Un dialogo tra medico e paziente bariatrica

Videointervista tra il dr. Giuliano Sarro, Responsabile dell’Equipe di Chirurgia Bariatrica del Centro di Chirurgia dell’Obesità dell’Ospedale di Abbiategrasso/Magenta dialoga con una sua paziente.

Il dr. Giuliano Sarro dialoga con una sua paziente, la signora Annamaria, sottoposta a sleeve gastrectomy circa 4 mesi prima dell’intervista presso il Centro di Chirurgia dell’Obesità di Magenta, per conoscere e approfondire la sua esperienza nell’ambito della chirurgia bariatrica e nell’affrontare il problema dell’obesità patologica. Annamaria racconta che la sua situazione psico-fisica prima della scelta di fare l’intervento era al limite, “avevo proprio toccato il fondo” confessa, “perché non riuscivo a fare niente, non riuscivo a condurre una vita normale, le semplici attività di tutti i giorni, dal vestirmi al mettermi le calze, al camminare, andare al parco con i nipotini e correre con loro.” Ricorda di aver fatto  tantissime diete: “…. si, perdevo peso però come smettevo, ricominciavo a riprenderlo anzi con gli interessi, perdevo 10 chili e ne riprendevo anche venti!”. [continua sotto…]

 

 

“Il classico effetto yo-yo” sottolinea il dr. Sarro e prosegue: “Qual è stata la scintilla che l’ha spronata a chiedere aiuto e a decidere di seguire un percorso impegnativo, con i rischi connessi, l’unico che poteva darle una via di uscita?”  “Tutto è iniziato quando ho cominciato a volermi più bene, sicuramente! Volevo una vita normale.” risponde Annamaria che è stata indirizzata al Centro della Chirurgia Bariatrica di Magenta da alcune amiche che avevano già fatto l’intervento di sleeve gastrectomy, hanno seguito il percorso bariatrico come da protocollo e si sono trovate benissimo. Per cui ho deciso anch’io di intraprendere la stessa strada. Oltre che nel chirurgo bariatrico, ho trovato grande aiuto da parte della psicologa, della dietista e da tutta l’equipe di cura dell’obesità che mi ha seguito in ogni fase, sostenendomi, sia prima dell’operazione, sia durante l’intervento che una volta dimessa, una fase – ora posso dirlo – particolarmente delicata (più di quanto ci si aspetti!), da non sottovalutare.  Ho capito quanto siano importanti per la mia salute futura i controlli: abbiamo sempre bisogno della dietista, di essere seguite o dallo psicologo o dal chirurgo, abbiamo proprio bisogno di seguire un percorso, farlo dà sicurezza e motivazione al successo della riduzione di peso ottenuta con l’intervento.” Lo rifarebbe?”, gli ha chiesto il dr. Sarro. La risposta immediata è stata: “Sicuramente si, anzi, mi sono pentita di non averlo fatto prima.”
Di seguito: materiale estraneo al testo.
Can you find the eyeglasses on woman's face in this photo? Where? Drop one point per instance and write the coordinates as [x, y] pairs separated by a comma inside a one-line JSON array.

“Questa è un’esperienza” – conclude il dr. Sarro “che è piuttosto comune nell’ambito dei Centri di eccellenza della Chirurgia dell’Obesità. E’ fondamentale che il paziente obeso, che è un paziente con una malattia cronica estremamente grave, si rivolga a Centri con un elevato volume di attività bariatrica e riconosciuti nell’ambito della Società Italiana Chirurgia dell’Obesità (SICOB), sia Centri di Eccellenza, che Centri di I° e II° Livello, i soli a poter garantire la possibilità di fare più interventi in una struttura con tutte le caratteristiche di sicurezza adeguate e che soprattutto garantiscano la capacità di seguire nel periodo post-bariatrico i propri pazienti per tutta la durata del follow-up.